Oz s'interrompit net, ce devant quoi Alice écarquilla grand ses mirettes. Descendant discrètement sur la paroi de la haie située dans le dos de la jeune fille, une sorte d'immonde araignée épineuse approchait furtivement des deux enfants. Alice, suivant le regard de Oz, tourna la tête juste à temps pour voir l'araignée lui plonger dessus. Elle fit un bref mouvement de recul ressemblant plus à un sursaut qu'à autre chose, et s'écroula sur son partenaire, toujours à terre. La bestiole avait atterri devant eux, et se mouvait dans leur direction, visiblement avide de les ajouter à son menu.



Plus rapides que jamais, les tourtereaux se remirent sur leurs guiboles d'un bond commun, et décampèrent dans la direction opposée à l'octopode. Tout du moins, tentèrent-ils de décamper, mais leur fuite fut stoppée au bout de quelques mètres. Trop fines pour être visibles à l’œil nu, les fibres d'une gigantesque toile d'araignée étaient tendues en travers du passage. Malgré leur finesse, ces filins présentaient une résistance hors normes, mais surtout, à leur contact, Oz comme Alice se sentirent lourds. Bouger le moindre muscle demandait un effort considérable, alors que la toile les collait et les empêtrait toujours plus, limitant encore plus leurs mouvements. L'arachnide avait en fait bien prévue son attaque, et s'était contenté d'orienter leur fuite en direction du piège qu'elle leur avait tendu. C'était désormais le plus calmement du monde que l'horrible créature clopinait dans leur direction.

Le prédateur était presque rendu à ses proies lorsque Oz libéra son pouvoir. La toile vola en éclats, les ronces et buissons alentours se plièrent, comme sous l'effet des rafales d'un vent puissant, et l'air lui-même se mit à crépiter sous la pression de l'énorme pouvoir qui se déversait du corps d'O.. d'un gigantesque lapin noir, vêtu d'une redingote de brocart rouge sur chemisier blanc.

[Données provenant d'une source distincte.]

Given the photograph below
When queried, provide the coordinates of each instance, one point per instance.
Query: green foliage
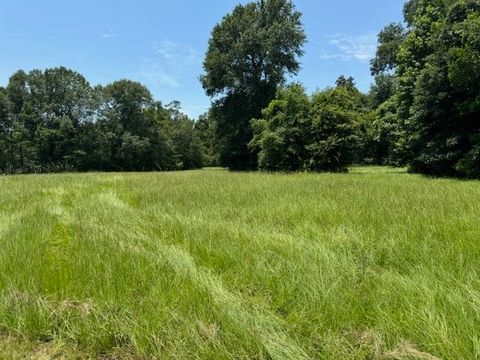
(206, 128)
(318, 133)
(249, 54)
(375, 264)
(437, 76)
(55, 121)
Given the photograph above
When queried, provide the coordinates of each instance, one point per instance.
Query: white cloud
(109, 33)
(177, 54)
(156, 76)
(168, 63)
(344, 47)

Le dandy à grandes oreilles se rendit d'un bond au devant de l'araignée, puis la trancha en deux d'un simple mouvement de sa faux, avant même que la bestiole ne puisse esquisser quelque mouvement... fin de l'épisode !

Reprenant lentement sa forme humaine, Oz saisit sa compagne par la main, l'entrainant à reprendre la route afin d'éviter de se faire repérer par d'autres prédateurs embusqués.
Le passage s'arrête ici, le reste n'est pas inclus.